Modernization of Record Linkage At ICES
Main Article Content
Abstract
Introduction
Probabilistic Record Linkage of large databases requires a substantial amount of time and resources, resulting in significant costs. In addition, the process is subject to error, particularly during manual grey area resolution of uncertain matched pairs.
Objectives and Approach
The objective of this semi-experimental desinged study was to compare the accuracy and efficiency of different record linkage approaches. Four different record linkage software packages were selected: AutoMatch, G-Link, SAS Data Quality (DataFlux) and LinxMart. A large data set with all required linkage variables (e.g., first and last name, date of birth and gender) and a common unique identifier with the ICES linkage spine (registry) was chosen to represent our ground truth. Four non-overlapping cohorts were randomly selected from this data source, representing small (n=10,000), medium (n=250,000) and large (n=5,000,000) data sets. Simulated errors were inserted into each cohort to represent a real linkage scenario.
The smallest cohort was used to run a complete record linkage for each software package.

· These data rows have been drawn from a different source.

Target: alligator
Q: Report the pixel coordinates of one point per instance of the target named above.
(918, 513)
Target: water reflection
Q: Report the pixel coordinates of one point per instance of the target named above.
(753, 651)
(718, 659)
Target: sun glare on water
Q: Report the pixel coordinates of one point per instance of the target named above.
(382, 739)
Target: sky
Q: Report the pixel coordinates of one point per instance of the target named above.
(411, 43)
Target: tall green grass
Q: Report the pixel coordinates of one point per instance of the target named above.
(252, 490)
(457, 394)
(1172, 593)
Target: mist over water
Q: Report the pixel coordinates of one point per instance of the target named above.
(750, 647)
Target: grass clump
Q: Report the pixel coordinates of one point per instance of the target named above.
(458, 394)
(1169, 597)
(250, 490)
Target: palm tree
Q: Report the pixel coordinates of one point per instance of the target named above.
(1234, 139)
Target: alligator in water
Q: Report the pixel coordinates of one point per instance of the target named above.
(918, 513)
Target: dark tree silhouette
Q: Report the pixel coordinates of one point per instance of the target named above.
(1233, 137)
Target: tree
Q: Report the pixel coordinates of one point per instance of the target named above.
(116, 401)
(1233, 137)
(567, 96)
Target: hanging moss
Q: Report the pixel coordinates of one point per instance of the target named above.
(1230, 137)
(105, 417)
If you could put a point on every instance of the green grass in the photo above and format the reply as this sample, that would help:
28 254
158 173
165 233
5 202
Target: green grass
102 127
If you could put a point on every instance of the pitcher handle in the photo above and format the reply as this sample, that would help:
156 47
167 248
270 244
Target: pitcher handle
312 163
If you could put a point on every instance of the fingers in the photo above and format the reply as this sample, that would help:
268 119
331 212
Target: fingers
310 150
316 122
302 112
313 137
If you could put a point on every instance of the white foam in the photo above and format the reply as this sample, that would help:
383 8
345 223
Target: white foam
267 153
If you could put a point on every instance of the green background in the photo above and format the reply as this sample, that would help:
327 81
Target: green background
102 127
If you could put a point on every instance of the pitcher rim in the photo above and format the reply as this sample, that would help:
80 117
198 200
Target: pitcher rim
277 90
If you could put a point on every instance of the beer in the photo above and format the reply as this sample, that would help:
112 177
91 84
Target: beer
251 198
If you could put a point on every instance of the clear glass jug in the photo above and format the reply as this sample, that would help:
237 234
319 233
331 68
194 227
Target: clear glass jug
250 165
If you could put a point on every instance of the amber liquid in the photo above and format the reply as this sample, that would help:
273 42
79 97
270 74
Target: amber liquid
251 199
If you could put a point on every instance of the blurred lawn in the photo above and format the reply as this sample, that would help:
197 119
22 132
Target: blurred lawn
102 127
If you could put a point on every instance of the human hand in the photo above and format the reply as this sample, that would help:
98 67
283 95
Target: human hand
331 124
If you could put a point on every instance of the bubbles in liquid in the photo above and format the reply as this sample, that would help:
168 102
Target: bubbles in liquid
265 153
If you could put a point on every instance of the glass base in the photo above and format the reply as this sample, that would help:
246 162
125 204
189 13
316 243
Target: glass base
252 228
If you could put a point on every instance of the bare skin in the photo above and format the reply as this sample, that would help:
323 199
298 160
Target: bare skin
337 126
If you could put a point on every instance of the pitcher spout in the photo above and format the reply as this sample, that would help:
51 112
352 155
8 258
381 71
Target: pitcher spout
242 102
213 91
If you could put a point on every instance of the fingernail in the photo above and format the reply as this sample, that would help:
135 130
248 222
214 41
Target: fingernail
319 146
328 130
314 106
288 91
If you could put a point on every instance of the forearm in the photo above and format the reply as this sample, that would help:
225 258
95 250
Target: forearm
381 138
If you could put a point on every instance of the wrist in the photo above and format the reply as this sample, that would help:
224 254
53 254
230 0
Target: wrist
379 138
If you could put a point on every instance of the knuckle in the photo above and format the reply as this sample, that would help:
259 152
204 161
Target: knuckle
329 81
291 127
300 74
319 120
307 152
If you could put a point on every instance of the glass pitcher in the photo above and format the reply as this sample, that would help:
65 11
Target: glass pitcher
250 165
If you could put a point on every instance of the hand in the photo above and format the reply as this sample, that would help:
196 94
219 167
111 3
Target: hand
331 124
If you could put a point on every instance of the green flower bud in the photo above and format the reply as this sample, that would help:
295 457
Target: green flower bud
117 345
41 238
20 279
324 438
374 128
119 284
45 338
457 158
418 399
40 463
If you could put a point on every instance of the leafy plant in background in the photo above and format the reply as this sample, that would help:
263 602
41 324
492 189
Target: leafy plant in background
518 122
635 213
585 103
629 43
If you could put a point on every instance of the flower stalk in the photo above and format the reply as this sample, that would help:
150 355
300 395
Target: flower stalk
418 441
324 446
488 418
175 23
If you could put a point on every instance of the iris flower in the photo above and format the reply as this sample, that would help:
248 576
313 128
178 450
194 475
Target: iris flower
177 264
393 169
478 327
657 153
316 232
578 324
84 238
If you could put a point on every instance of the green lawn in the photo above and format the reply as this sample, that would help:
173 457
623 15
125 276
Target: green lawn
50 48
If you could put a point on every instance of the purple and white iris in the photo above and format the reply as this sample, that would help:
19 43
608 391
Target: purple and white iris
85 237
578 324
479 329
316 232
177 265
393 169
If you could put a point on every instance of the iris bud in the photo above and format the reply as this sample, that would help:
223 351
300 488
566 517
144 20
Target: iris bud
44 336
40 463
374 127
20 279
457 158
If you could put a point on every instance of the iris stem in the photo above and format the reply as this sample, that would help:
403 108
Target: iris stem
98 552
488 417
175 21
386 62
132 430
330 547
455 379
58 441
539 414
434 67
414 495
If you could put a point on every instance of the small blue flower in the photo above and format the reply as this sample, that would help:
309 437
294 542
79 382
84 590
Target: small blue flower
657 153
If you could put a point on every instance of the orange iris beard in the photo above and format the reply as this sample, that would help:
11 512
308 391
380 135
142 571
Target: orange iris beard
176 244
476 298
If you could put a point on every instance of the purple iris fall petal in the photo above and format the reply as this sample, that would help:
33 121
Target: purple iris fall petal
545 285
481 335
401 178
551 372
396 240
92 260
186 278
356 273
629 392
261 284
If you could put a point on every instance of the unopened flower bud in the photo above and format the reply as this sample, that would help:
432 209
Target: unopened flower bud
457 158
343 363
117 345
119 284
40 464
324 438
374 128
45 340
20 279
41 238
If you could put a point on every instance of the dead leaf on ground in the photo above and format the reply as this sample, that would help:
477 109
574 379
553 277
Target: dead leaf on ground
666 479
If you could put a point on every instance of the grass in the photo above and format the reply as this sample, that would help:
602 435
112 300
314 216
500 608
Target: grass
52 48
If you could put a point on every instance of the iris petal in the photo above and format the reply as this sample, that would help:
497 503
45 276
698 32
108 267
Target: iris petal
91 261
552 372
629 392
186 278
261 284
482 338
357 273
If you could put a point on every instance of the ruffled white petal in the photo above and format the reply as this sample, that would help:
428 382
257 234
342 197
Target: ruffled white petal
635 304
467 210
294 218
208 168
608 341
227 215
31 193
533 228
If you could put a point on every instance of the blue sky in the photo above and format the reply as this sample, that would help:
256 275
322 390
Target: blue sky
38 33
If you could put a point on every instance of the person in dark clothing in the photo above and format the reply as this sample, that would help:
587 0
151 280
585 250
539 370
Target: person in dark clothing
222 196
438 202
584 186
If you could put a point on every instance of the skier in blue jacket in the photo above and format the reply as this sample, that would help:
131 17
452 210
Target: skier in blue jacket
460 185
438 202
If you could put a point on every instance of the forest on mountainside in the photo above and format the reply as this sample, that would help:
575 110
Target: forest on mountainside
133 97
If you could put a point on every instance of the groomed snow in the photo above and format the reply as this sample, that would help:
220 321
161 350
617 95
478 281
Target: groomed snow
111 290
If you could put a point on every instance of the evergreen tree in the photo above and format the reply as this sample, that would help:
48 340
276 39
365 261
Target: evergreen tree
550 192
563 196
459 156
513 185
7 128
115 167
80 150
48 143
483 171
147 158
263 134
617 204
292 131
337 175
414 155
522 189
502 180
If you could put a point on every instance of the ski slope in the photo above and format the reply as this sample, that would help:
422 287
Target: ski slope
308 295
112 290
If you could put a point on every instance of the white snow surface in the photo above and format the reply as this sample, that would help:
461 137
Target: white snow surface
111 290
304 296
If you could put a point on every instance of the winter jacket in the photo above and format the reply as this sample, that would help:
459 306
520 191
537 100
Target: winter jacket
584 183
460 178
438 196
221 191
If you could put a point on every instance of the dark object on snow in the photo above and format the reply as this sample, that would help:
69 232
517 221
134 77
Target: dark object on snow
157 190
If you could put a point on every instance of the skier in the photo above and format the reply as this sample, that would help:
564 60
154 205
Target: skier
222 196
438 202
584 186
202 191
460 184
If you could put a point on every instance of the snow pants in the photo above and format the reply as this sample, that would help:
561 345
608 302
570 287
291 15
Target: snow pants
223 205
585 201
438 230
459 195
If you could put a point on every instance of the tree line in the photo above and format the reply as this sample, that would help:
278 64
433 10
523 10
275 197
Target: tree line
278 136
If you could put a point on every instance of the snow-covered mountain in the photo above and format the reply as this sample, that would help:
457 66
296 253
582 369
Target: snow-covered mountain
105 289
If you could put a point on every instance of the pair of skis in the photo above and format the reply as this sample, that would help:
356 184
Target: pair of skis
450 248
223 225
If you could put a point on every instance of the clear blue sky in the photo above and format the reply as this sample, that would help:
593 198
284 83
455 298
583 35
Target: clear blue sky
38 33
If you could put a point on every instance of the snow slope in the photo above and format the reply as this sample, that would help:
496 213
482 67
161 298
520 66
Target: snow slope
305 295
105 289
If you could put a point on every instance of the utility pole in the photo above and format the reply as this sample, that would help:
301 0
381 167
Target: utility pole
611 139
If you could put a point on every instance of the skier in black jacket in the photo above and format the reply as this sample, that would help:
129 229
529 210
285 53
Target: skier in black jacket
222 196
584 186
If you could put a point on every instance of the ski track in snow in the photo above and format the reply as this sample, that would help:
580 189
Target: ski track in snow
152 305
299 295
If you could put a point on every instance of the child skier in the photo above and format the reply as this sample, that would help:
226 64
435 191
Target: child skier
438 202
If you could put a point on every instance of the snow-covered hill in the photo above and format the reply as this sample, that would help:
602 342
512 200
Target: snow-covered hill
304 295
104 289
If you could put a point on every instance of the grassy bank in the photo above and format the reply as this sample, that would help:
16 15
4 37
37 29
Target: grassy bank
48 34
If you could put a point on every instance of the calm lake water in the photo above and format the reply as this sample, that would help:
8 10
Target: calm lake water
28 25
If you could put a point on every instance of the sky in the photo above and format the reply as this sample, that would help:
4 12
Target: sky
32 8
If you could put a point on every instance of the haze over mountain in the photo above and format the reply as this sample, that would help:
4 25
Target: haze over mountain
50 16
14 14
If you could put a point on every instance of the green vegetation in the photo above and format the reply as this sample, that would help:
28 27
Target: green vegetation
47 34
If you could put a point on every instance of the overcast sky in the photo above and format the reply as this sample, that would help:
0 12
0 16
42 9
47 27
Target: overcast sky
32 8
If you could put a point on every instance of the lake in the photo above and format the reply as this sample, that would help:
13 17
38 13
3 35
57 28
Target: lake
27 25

Where the software allowed for manual grey area resolution, linkage was replicated by two different linkage analysts who were blinded to the simulated errors included in the data set. The time spent by each analyst on processing, programming and manual grey area resolution was recorded. The larger cohorts were used to measure accuracy and processing time taken by each of the software packages. In order to analyse possible errors, detailed output from each software package was generated to compare accepted and rejected pairs with our ground truth.
Results
This project is still ongoing. Evaluation of AutoMatch, G-Link and SAS Data Quality has largely been completed. The remaining analyses will be completed by August 2020.
Conclusion / Implications
The outcome of this project can inform the record linkage strategy at organizations and data centres such as ICES and help identify more efficient methods that preserve an acceptable level of accuracy for their needs.